Born in Uppsala, Sweden, Arvid Carlsson received his medical degree from the University of Lund, Sweden, in 1951. He became professor of pharmacology at the University of Göteborg, Sweden, in 1959, and Professor Emeritus in 1989. A member of the Swedish Academy of Sciences and a foreign affiliate of the U.S. National Academy of Sciences, Professor Carlsson has authored several hundred peer-reviewed journal articles and received almost twenty prestigious awards before winning the Nobel Prize in 2000.

While conducting research at the University of Lund on how neurons transmit signals, Carlsson discovered that dopamine is a neurotransmitter. Scientists had previously believed that dopamine was only a precursor of noradrenaline, another neurotransmitter. Carlsson, however, was able to measure levels of dopamine in different brain tissue. Finding that dopamine existed in areas where there was no noradrenaline, he concluded that dopamine itself was a transmitter.
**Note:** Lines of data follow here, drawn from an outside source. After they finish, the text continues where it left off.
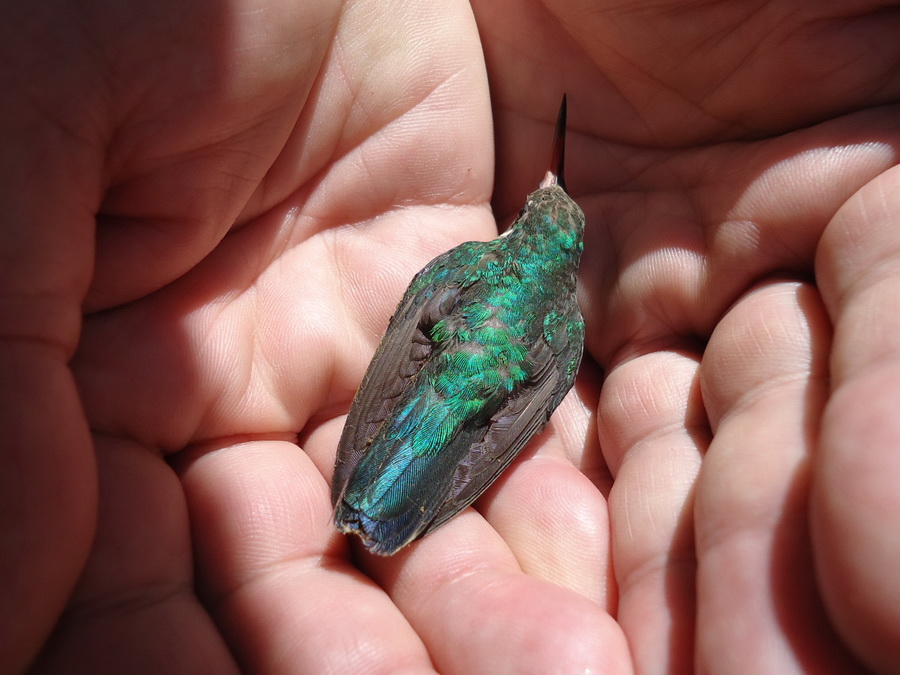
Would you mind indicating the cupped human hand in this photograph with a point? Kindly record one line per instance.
(737, 166)
(211, 212)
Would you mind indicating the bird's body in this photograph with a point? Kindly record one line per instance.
(482, 348)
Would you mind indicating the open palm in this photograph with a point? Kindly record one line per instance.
(235, 196)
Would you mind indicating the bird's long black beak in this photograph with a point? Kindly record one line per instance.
(558, 153)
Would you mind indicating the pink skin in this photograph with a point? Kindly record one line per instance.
(210, 211)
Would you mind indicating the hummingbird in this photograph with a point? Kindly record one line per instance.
(481, 349)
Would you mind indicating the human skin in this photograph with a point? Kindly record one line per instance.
(210, 211)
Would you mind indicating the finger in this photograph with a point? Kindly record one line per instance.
(551, 515)
(653, 432)
(764, 378)
(135, 609)
(268, 561)
(856, 506)
(463, 592)
(50, 184)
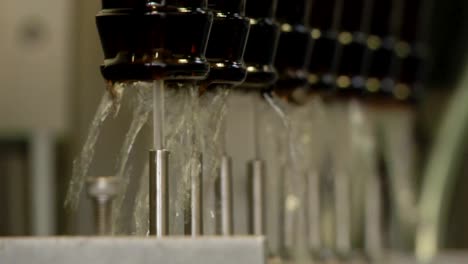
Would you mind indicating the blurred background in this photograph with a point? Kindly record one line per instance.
(51, 85)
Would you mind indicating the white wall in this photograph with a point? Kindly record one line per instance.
(35, 49)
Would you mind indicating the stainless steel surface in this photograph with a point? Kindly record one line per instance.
(159, 192)
(256, 195)
(103, 190)
(313, 212)
(194, 227)
(224, 197)
(119, 250)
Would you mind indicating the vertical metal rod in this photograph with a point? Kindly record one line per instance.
(194, 214)
(224, 197)
(342, 212)
(373, 230)
(159, 192)
(103, 216)
(158, 114)
(313, 212)
(256, 195)
(103, 190)
(43, 181)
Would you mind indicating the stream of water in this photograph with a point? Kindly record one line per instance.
(110, 103)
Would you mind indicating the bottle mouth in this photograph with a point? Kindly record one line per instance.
(169, 43)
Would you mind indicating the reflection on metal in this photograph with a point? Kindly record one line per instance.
(159, 192)
(224, 197)
(133, 250)
(256, 195)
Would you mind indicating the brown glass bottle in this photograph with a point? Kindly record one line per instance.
(292, 56)
(262, 43)
(144, 40)
(352, 41)
(322, 22)
(227, 42)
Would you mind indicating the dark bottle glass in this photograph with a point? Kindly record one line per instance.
(262, 43)
(292, 56)
(227, 42)
(352, 39)
(147, 40)
(324, 50)
(411, 51)
(381, 42)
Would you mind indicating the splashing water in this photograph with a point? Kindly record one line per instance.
(110, 102)
(142, 109)
(193, 125)
(295, 135)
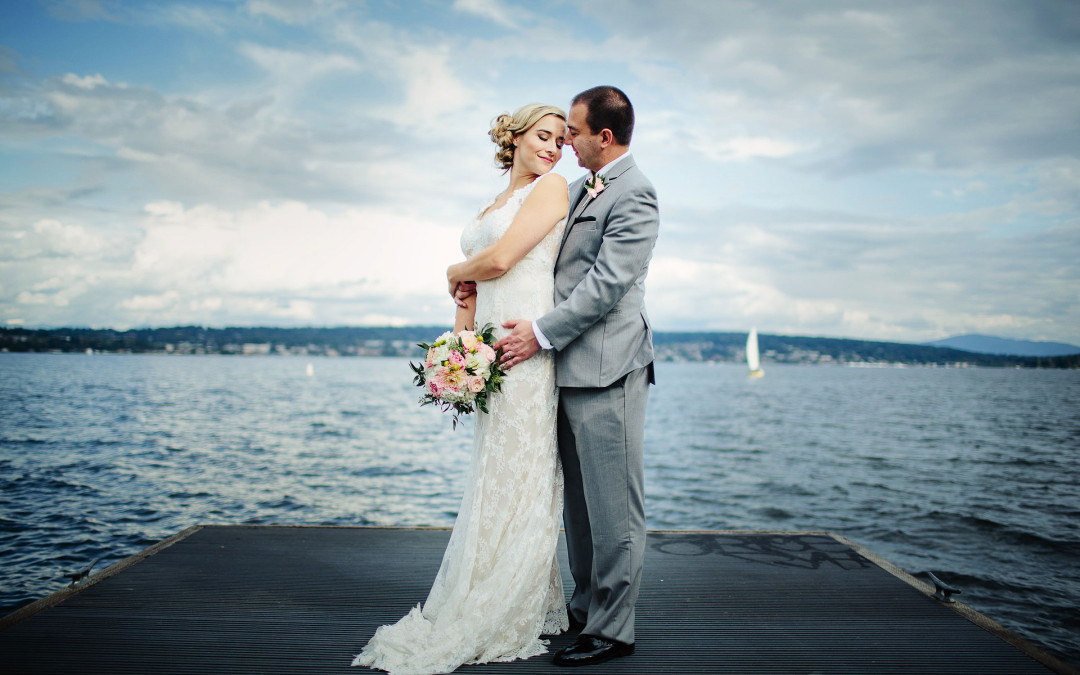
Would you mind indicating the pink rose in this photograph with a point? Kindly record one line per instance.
(435, 387)
(455, 379)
He also discovered that dopamine was especially concentrated in the basal ganglia, the portion of the brain that controls motor behavior.

When Carlsson conducted several experiments with animals to deplete them of some of their neurotransmitters, he observed that the animals lost the ability for spontaneous movement. After he administered a precursor of dopamine called levodopa to the animals, they regained normal motor function. Carlsson then made a comparable experiment using the precursor of another transmitter, serotonin, but the animals did not regain their motor ability.

Recognizing the similarity between the impaired motor functioning in his animals and the symptoms (involuntary, uncontrollable tremors and increasing muscle rigidity) of Parkinson's disease in humans, Carlsson concluded that patients with Parkinson's must have a dopamine deficiency. His work led to the drug L-dopa being developed and used to treat Parkinson's, the first disease treated by drugs that replaced abnormally functioning neurotransmitters.

Carlsson's research led to an important discovery about schizophrenia, a hereditary mental illness. He found that the reuptake of dopamine by the receptors in the basal ganglia is much higher than normal in schizophrenics. Drugs that block dopamine receptors, therefore, are now prescribed for schizophrenia.

Carlsson also discovered that the dysregulation of another neurotransmitter, serotonin, causes clinical depression and several other behavioral disorders, including OCD (Obsessive- Compulsive Disorder), obesity, violent and aggressive behaviors, and suicide, one of the ten leading causes of death in the United States. His work led to the development of anti-depressive drugs called selective serotonin reuptake inhibitors (SSRIs, such as Prozac and Paxil) to treat the various illnesses caused by low levels of serotonin.

The drugs that emerged from Carlsson's research, however, are not cure-alls. L-dopa helps temporarily to alleviate some symptoms of Parkinson's, but it does not cure the disease; moreover, people who take L-dopa often suffer several unpleasant side effects, including nausea and cardiac irregularities. Patients who use SSRIs also complain of complications, including unwanted weight gain and some loss of sexual functioning. Nevertheless, Carlsson's research led to the understanding and treatment of serious neurological and psychiatric diseases.